Error: “Model does not contain Neutron operators”

Cause: Using --use-neutron-runtime=true with a non-converted model.

Solution: Either convert the model with neutron-converter or use --use-neutron-runtime=false.

Error: “Input data size does not match expected tensor size”

Cause: Input file size doesn’t match expected tensor dimensions.

Solution: Verify input file size matches: batch_size × height × width × channels × sizeof(datatype) (applicable for most vision models)

Error: “Number of input files does not match number of model inputs”

Cause: When using comma-separated paths, the number of paths doesn’t match the model’s input count.

Solution: Ensure you provide exactly one path per input tensor.

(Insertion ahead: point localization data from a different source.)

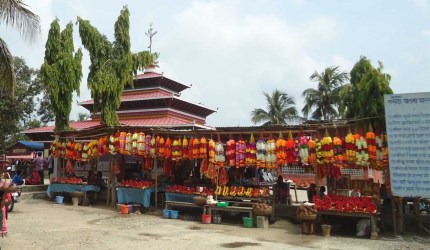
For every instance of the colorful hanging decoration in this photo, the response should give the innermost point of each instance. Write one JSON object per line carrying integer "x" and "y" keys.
{"x": 304, "y": 149}
{"x": 231, "y": 152}
{"x": 351, "y": 148}
{"x": 185, "y": 148}
{"x": 281, "y": 150}
{"x": 261, "y": 152}
{"x": 251, "y": 152}
{"x": 141, "y": 149}
{"x": 240, "y": 153}
{"x": 271, "y": 153}
{"x": 312, "y": 151}
{"x": 203, "y": 148}
{"x": 220, "y": 160}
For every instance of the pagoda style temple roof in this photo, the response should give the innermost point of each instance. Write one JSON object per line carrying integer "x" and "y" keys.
{"x": 153, "y": 79}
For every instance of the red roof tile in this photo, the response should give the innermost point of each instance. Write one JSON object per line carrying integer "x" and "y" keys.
{"x": 136, "y": 96}
{"x": 148, "y": 75}
{"x": 160, "y": 121}
{"x": 74, "y": 125}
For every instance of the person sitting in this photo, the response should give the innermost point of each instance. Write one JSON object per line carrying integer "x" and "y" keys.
{"x": 312, "y": 191}
{"x": 34, "y": 178}
{"x": 322, "y": 192}
{"x": 91, "y": 178}
{"x": 17, "y": 179}
{"x": 99, "y": 180}
{"x": 282, "y": 190}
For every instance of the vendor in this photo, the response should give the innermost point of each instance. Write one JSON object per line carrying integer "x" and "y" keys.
{"x": 34, "y": 179}
{"x": 312, "y": 191}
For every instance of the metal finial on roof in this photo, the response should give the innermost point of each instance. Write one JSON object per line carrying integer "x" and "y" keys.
{"x": 150, "y": 33}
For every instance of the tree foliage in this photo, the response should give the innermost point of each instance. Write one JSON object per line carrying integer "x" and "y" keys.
{"x": 324, "y": 101}
{"x": 19, "y": 113}
{"x": 281, "y": 109}
{"x": 14, "y": 13}
{"x": 364, "y": 96}
{"x": 61, "y": 72}
{"x": 112, "y": 65}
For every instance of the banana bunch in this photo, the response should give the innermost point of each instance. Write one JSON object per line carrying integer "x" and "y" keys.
{"x": 225, "y": 191}
{"x": 248, "y": 192}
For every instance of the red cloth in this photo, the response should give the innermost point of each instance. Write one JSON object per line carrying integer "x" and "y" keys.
{"x": 34, "y": 179}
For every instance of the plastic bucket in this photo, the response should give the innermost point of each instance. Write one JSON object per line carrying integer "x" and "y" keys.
{"x": 124, "y": 209}
{"x": 166, "y": 213}
{"x": 59, "y": 199}
{"x": 75, "y": 201}
{"x": 326, "y": 230}
{"x": 216, "y": 219}
{"x": 206, "y": 218}
{"x": 248, "y": 222}
{"x": 173, "y": 214}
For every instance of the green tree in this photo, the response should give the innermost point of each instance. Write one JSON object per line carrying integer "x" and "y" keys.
{"x": 364, "y": 96}
{"x": 61, "y": 72}
{"x": 83, "y": 117}
{"x": 18, "y": 114}
{"x": 112, "y": 65}
{"x": 14, "y": 13}
{"x": 280, "y": 110}
{"x": 324, "y": 101}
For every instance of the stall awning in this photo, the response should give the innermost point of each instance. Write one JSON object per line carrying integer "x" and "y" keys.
{"x": 20, "y": 157}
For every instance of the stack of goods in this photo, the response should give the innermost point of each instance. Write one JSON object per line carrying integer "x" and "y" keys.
{"x": 307, "y": 212}
{"x": 345, "y": 204}
{"x": 262, "y": 209}
{"x": 135, "y": 184}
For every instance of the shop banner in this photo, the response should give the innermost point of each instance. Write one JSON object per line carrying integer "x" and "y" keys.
{"x": 408, "y": 129}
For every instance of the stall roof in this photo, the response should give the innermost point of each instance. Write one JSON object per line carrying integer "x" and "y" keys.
{"x": 32, "y": 145}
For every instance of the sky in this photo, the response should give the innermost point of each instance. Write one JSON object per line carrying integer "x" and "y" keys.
{"x": 231, "y": 51}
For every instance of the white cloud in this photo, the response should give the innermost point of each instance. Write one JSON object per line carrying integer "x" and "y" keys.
{"x": 232, "y": 59}
{"x": 421, "y": 3}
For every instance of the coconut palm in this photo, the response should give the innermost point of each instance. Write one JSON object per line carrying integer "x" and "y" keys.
{"x": 280, "y": 109}
{"x": 15, "y": 13}
{"x": 323, "y": 101}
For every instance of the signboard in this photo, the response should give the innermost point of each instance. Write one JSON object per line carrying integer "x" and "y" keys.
{"x": 408, "y": 129}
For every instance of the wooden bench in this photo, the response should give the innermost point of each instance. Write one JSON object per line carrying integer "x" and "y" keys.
{"x": 248, "y": 210}
{"x": 170, "y": 204}
{"x": 371, "y": 217}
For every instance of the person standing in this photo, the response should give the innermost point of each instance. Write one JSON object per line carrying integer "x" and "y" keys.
{"x": 50, "y": 165}
{"x": 38, "y": 164}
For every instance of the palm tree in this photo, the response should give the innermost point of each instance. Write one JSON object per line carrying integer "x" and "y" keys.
{"x": 324, "y": 101}
{"x": 280, "y": 109}
{"x": 15, "y": 14}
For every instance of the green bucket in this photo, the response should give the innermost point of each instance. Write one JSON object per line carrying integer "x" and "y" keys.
{"x": 248, "y": 222}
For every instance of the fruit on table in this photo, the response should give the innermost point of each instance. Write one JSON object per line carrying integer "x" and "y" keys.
{"x": 307, "y": 210}
{"x": 233, "y": 191}
{"x": 240, "y": 191}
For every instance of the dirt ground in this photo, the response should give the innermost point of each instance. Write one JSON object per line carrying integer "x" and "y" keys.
{"x": 40, "y": 224}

Use --verbose=true to see the number of model inputs.

Error: “Single file mode requires a model with exactly 1 input”

Cause: Attempting to use a single file dataset with a multi-input model.

Solution: Use comma-separated files or directories for multi-input models:

neutron-runner --input model.tflite --dataset input0.bin,input1.bin

Error: “Graph not found”

Cause: Specified --graph-name or --graph-index doesn’t exist in the model.

Solution: Use --verbose=true to list available graphs, or use -1 for auto-selection.

Error: “Dataset path does not exist”

Cause: One or more paths in the dataset parameter don’t exist.

Solution: Verify all paths exist and are accessible. Check for typos in path names.

Notes

  • Neutron Runner is a validation tool, not a deployment runtime. It uses golden kernel implementations for bit-exact verification.

  • For production deployment, use the optimized Neutron hardware runtime.

  • Output results are in raw binary format for precise numerical comparison.

  • When using directory mode, results are saved to individual files for easier comparison.

  • Unsupported operators automatically fall back to TFLite Vanilla, ensuring model execution completes even with partial Neutron support.

  • Always check the unsupported kernel report to understand which operators were not validated with Neutron golden kernels.